As fans, we spend a lot of time griping about what’s wrong with sports. Just tune in to WFAN one night and you may think the world is ending every time Joba takes the mound.

That’s why once in a while, it’s great to see something that makes you remember why the world of sports can be such a captivating and magical thing. For me, it was on a New Jersey Transit bus en route to New York that took a detour through the Giants Stadium parking lot , while fans tailgated before the annual Giants-Jets preseason game.

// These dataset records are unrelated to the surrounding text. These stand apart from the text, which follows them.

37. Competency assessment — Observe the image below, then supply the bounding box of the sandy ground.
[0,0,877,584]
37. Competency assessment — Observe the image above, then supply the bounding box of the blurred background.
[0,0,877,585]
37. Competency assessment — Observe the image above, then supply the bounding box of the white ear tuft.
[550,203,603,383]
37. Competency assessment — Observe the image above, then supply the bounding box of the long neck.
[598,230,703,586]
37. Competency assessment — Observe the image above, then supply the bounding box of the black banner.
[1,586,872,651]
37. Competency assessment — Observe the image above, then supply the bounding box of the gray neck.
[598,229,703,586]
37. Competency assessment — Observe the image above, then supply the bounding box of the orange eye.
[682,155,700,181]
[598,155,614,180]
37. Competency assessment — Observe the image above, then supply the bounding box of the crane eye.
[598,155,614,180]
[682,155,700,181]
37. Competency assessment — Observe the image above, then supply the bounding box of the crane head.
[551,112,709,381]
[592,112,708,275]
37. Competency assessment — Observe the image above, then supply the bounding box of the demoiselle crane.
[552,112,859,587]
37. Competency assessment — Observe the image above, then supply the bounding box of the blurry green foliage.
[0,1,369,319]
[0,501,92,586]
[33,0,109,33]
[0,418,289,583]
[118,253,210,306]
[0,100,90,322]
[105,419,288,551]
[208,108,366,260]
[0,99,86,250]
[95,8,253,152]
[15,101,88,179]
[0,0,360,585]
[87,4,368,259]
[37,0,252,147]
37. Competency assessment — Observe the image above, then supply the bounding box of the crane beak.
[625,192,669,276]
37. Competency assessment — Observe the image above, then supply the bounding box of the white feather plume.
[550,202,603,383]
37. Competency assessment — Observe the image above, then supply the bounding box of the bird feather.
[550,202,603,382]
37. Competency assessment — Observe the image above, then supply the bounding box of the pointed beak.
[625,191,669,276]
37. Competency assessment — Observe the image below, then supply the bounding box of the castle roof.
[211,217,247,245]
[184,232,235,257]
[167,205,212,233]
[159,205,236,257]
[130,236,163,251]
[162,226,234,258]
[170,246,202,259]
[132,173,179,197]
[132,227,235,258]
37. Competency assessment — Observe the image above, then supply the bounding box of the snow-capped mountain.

Living in the shadow of Giants Stadium, I’ve always been fascinated by the football culture in this area, and how it seems to take on a life of its own every fall. This will be further examined by this site at a later date.I didn't have a camera on the bus, so this'll have to do

The other day, the bus stopped in the parking lot to pick up passengers, and for a minute or two, I watched a father with a backwards hat and what I believe was a Mathias Kiwanuka jersey tossing a football to his two daughters, who couldn’t have been more than three years old, both wearing Eli Manning jerseys and cute as a button. Try as they might, the two little girls couldn’t catch the ball, while the father expressed light-hearted exasperation while pantomiming how to cradle the ball against his body.

I don’t think those little girls fully understood what they were there for. They’re not going to recall the score of the game, where they sat, or who the Giants were playing. They couldn’t care less about Plaxico’s guns, who starts at receiver or how much money Eli makes.

But I guarantee they’ll always remember playing catch before the Giants game with dad.

That’s what sports does for us. When you cut away all the Plaxicos, Vicks and Favres, all the A-Rods, Mannys and Big Papis – you have the experiences that you share with those you love.

We get so caught up with wins and losses, payrolls and free agents, draft picks and salary caps. Meanwhile, none of that is what sports is about, or at least what it should be about.

Just try to remember that the next time you hear Lenny from Manhattan on WFAN screaming about firing everyone on the Mets.

Sports can be so much more than we make it out to be.